Typical debugging flow for a failing map/API call:
Check the browser network tab:
- see which
/api/...call fails, - note the status code and response.
- see which
Check Worker logs:
- see if the Worker received the request,
- see if the request to backend failed (timeout, DNS, 5xx).
Check backend logs:
- inspect the backend proxy or broker service that handles the request,
- check connectivity to the broker.
Fix in the appropriate layer:
- Worker (incorrect URL or header),
- backend (missing route, logic error, broker connectivity),
- dashboard (wrong request parameters).
Integration with other deployments
Cloudflare deployment works together with other patterns:
- you can host the backend on:
- a VM + Docker (as in the VM/Docker doc),
- AWS ECS/RDS (as in the AWS doc),
- Coolify, etc.
Cloudflare then becomes:
- the public face for the dashboard,
- and optionally the public face for API requests (via Workers).
This separation allows:
- changing backend platform (e.g. from VM to AWS) with minimal changes in the dashboard,
- keeping brokers and PayloadCMS behind controlled endpoints.
Summary
- Cloudflare is used to host the LegoCity dashboard (via Pages) and a thin API proxy layer (via Workers).

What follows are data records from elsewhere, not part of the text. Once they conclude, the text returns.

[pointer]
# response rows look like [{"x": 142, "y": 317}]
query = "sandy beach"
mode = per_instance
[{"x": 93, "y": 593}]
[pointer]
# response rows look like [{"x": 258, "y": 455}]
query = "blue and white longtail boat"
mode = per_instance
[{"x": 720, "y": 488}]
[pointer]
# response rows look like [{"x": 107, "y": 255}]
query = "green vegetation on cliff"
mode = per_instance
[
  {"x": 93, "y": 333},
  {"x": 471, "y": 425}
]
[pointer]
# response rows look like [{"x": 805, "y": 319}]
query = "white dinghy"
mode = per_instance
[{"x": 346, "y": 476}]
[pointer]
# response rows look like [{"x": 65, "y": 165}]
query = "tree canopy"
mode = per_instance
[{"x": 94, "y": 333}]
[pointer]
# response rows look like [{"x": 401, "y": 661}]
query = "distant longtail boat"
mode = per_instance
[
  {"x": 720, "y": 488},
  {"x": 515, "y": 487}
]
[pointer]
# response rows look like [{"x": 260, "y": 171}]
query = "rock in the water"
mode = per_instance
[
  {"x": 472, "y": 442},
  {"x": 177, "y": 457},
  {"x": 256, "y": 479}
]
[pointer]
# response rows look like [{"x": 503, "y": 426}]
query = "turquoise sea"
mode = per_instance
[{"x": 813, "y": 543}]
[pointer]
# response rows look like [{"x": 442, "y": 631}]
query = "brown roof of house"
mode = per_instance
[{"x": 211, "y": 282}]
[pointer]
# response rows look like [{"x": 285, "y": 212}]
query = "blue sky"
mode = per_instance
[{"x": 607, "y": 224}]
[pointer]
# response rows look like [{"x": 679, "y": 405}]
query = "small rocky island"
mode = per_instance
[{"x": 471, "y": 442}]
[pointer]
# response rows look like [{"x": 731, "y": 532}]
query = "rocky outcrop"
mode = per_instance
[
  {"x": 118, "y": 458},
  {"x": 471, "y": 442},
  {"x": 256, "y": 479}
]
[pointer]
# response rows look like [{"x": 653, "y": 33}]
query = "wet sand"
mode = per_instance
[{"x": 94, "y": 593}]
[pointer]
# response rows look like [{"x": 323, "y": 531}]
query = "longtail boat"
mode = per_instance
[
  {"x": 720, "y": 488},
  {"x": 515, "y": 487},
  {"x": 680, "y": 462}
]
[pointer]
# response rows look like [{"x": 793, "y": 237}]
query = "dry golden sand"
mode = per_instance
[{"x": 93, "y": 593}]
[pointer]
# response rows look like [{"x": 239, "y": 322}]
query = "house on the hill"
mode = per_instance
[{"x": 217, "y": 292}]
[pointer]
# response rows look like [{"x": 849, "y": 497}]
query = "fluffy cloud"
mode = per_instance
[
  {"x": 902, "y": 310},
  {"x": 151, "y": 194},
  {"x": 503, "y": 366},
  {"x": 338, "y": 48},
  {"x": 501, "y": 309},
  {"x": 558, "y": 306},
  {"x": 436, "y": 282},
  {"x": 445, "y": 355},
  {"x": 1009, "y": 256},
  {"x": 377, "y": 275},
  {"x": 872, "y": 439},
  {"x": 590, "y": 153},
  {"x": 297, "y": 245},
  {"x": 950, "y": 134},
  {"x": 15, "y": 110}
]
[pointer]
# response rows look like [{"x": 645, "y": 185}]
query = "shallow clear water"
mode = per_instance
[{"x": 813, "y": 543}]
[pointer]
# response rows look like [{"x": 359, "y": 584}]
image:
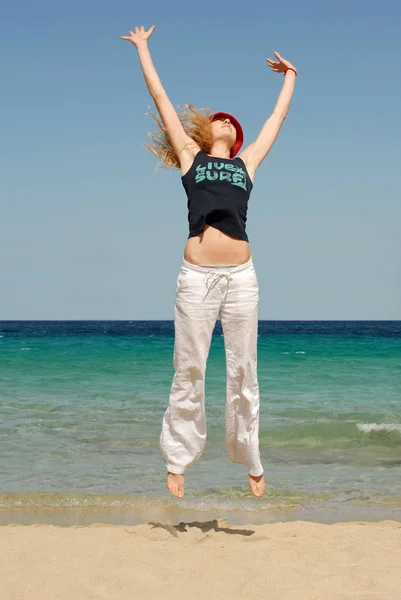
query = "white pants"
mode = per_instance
[{"x": 204, "y": 294}]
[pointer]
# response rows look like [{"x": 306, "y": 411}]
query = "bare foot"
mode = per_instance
[
  {"x": 257, "y": 485},
  {"x": 175, "y": 484}
]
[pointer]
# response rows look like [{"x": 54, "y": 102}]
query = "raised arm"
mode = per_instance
[
  {"x": 178, "y": 138},
  {"x": 254, "y": 154}
]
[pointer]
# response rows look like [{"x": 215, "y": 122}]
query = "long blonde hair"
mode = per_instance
[{"x": 196, "y": 123}]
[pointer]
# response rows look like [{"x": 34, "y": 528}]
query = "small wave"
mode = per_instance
[{"x": 366, "y": 427}]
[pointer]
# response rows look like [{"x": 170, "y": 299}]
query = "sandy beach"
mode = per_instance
[{"x": 202, "y": 559}]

- The broker, PayloadCMS and update servers remain in your backend infrastructure (VM / AWS / other).
- The dashboard calls
/api/...on your domain; Workers forward these to your backend API, which in turn talks to the broker. - Security is handled by:
- keeping broker and DB off the public internet,
- restricting backend endpoints and protecting them with tokens or firewall rules,
- exposing only Workers + Pages publicly.
- Deployment is split into three steps: backend deployment, Worker deployment, and dashboard deployment.
- Monitoring uses Cloudflare logs for edge components and your usual tooling for backend components.